Dodece 11 月 28 日 上午 11:14
Hidden games or hidden gems.
What do you have in your basement. Name the games you decided to hide, and more importantly why you did it. After reading a couple threads recently about hidden games. I was reminded that I had some hidden games of my own.

So I opened up the list to see what was inside, and frankly to my surprise I found pure nostalgia. I found Lifeless Planet a small indie that I'd played through a decade ago. A game I had no actual intention of ever playing again. A game I'd reviewed, and twenty four people found helpful.

I found the Repopulation and Fragmented. The latter I got for free as the former fell through. I'd backed the former as I loved Star Wars Galaxies, but I ended up getting my only survival game that way. Until I picked up Pal World just this year.
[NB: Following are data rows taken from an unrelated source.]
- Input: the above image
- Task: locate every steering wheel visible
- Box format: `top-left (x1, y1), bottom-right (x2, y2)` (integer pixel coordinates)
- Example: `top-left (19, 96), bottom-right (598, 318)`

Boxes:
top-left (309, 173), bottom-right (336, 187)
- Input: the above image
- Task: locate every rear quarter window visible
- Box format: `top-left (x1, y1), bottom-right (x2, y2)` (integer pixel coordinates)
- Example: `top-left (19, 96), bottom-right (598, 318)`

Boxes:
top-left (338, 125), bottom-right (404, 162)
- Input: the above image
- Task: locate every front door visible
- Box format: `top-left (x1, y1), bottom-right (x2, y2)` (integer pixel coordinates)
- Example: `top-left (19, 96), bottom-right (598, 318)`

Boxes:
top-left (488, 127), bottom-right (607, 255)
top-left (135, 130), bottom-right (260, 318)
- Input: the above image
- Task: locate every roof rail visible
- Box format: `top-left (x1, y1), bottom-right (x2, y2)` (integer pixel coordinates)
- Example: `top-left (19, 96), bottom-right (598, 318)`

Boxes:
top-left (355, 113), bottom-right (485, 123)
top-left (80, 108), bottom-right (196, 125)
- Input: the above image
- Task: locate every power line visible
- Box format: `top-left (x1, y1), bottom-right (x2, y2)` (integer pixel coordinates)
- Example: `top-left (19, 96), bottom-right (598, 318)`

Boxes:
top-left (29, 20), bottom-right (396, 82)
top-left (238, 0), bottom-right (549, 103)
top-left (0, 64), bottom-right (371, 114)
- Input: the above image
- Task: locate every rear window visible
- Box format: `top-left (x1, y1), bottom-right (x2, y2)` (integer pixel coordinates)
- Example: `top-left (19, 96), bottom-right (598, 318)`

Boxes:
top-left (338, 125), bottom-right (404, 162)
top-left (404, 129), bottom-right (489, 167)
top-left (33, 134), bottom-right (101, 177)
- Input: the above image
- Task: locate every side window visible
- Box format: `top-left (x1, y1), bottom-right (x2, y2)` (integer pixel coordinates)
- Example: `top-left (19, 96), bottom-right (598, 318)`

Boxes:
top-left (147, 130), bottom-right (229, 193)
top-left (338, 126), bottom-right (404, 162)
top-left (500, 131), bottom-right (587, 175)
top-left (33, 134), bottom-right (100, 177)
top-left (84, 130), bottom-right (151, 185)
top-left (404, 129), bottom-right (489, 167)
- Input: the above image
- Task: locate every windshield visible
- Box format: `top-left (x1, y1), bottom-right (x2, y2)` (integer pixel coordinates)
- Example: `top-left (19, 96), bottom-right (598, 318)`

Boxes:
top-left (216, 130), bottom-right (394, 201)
I found Saurian another game I kickstarted way back when, and a game I've honestly never ever played a single time. Right next to Montaro another game I've never played, and as far as I can figure I bought it, because it costed less then a dollar.

Lastly I found Satisfactory and Crying Suns. Games who's keys I'd received in a bundle. I believe it was the aid for Ukraine bundle. I'd actually redeemed less then half the keys, and gave a whole bunch to my second cousin.

That bundle is why I have Metro, Fable, Starbound, Quantum Break, System Shock, This War of Mine, Back 4 Blood, and Amnesia. A litany of games that I've still yet to even play. In fact the only reason that Crying Suns and Satisfactory got locked away. Is I have zero chance of playing them.

That's apparently my criteria for choosing which games I'm going to hide. Not that I'm ashamed of having bought them or even of owning these titles. Objectively speaking I now some are actually good. That's why I redeemed the keys for a couple of them. They were just getting in my way.

Anyway I'd love to read why others have hidden games, and what games they've chosen to hide away from view. I'd especially like to read the stories behind those games. I found it was like I'd opened my own personal time capsule.